Louis Proyect lnp3 at
Sun Feb 23 08:23:01 MST 2003

NY Times Magazine, Feb. 23, 2003

Mathematics is one academic subject that would seem to reside in a world of
universality, protected from competing opinions by the objectivity of its
laws. But the real universal law is that everything is relative, even in
math. The release last month of a new math curriculum for New York City
schools by Mayor Michael R. Bloomberg has elicited something just short of
vituperation. Back-to-basics advocates denounce as ''fuzzy math'' its
inclusion of so-called constructivist teaching techniques. Critics complain
that those approaches encourage self-discovery and collaborative
problem-solving at the expense of proved practices like memorization,
repetition and mastery of algorithm.

It's all the latest in a century of American math wars.

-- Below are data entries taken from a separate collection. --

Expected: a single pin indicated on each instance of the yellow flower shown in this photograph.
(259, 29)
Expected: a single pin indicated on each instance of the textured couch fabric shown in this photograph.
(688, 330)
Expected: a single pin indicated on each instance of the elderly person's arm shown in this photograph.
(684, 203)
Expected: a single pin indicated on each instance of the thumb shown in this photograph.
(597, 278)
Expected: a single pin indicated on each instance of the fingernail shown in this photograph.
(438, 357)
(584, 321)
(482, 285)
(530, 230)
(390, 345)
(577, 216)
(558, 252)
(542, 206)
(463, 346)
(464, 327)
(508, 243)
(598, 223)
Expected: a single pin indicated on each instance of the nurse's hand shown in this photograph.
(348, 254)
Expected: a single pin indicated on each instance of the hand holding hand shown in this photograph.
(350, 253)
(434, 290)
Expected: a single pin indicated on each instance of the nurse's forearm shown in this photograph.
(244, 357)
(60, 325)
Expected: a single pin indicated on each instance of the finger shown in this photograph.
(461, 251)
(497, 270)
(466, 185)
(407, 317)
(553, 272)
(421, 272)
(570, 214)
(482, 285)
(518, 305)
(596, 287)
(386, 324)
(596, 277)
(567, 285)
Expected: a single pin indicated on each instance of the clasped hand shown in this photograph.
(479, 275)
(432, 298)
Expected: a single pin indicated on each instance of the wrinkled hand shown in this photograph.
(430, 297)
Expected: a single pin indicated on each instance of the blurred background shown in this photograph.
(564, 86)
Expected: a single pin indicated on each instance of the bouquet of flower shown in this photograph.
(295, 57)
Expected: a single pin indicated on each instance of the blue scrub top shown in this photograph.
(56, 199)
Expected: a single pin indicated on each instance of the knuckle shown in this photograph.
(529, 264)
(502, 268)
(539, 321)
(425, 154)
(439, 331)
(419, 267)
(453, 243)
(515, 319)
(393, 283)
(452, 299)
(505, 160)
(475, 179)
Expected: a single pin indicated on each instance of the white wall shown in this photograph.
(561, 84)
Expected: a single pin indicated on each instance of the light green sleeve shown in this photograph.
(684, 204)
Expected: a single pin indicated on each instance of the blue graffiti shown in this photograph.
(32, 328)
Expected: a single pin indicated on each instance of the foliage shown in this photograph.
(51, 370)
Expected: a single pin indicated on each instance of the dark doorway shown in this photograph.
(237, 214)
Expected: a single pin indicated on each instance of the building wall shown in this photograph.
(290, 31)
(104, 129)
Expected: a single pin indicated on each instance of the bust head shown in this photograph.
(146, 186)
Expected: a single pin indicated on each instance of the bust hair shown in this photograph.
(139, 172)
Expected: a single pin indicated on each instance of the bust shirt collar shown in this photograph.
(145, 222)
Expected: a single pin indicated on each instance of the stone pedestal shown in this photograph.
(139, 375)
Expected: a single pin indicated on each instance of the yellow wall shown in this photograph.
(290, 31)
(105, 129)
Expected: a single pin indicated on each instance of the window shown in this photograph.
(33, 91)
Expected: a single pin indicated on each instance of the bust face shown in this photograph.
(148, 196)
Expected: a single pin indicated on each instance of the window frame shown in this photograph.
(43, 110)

The previous
generation can remember the struggle over ''new math'' during the 1950's
and 60's. (''Hooray for new math,/New-hoo-hoo math!'' Tom Lehrer sang. ''It
won't do you a bit of good to review math./It's so simple,/So very
simple./That only a child can do it!'') Battles flared even earlier in the
century over ''progressive'' agendas for math education of the type pushed
by John Dewey.

How tame those struggles seem, however, when compared to the rising
vanguard of self-described ethnomathematicians. For some, the new
discipline just means studying the anthropology of various measurement
methods; they merely want to supplement the accepted canon -- from
Pythagoras to Euclid to Newton -- with mind-expanding explorations of
mathematical ideas from other cultures. For others, however,
ethnomathematics is an effort to supplant the tyranny of Western
mathematical standards.

The Postulates

Ethnomathematics has a few parents, but most observers trace its formal
birth to a speech given by the Brazilian mathematician Ubiratan D'Ambrosio
in the mid-1980's. Now an emeritus professor of math at the State
University of Campinas outside S-o Paulo, he explained his thinking a
couple of years ago to The Chronicle of Higher Education: ''Mathematics is
absolutely integrated with Western civilization, which conquered and
dominated the entire world. The only possibility of building up a planetary
civilization depends on restoring the dignity of the losers.'' Robert N.
Proctor, who teaches the history of science at Pennsylvania State
University, says he wants to counter the notion ''that the West is the be
all and end all'' when it comes to mathematical studies. ''After all,'' he
adds, ''all math is ethnomath -- not just African kinship numerics or
Peruvian bead counting, but also the C.I.A.'s number-crunching cryptology
and Reaganomics.''

To redress their pedagogical grievances, these ethnomathematicians want
math curriculums that place greater emphasis on the systems of previous
civilizations and certain traditional cultures. Studies of state
civilizations might focus on Chinese or Arabic math concepts. One study,
for example, has shown how the Chinese Chu Shih-chieh triangle anticipated
by more than three centuries the highly similar arrangement of numerals by
Pascal that holds sway in many Western teachings of probability theory.

In her seminal books ''Ethnomathematics'' and ''Mathematics Elsewhere,''
Marcia Ascher, emerita professor of mathematics at Ithaca College,
chronicles the astonishingly complex data-storage systems embedded in
quipu, bundles of cotton cord knotted by Incans according to a
sophisticated base-10 numeration system. At a more quotidian level, Ron
Eglash of Rensselaer Polytechnic Institute has written and taught
extensively about the nuances of fractals, or repeating patterns, that can
be found in certain African craft work. (Eglash stresses a distinction
between simple-minded multicultural math -- ''which merely replaces Dick
and Jane counting marbles with Tatuk and Esteban counting coconuts'' -- and
what he calls the ''deep design themes'' that represent mature, developed
mathematical systems too often ignored in the study of many societies.)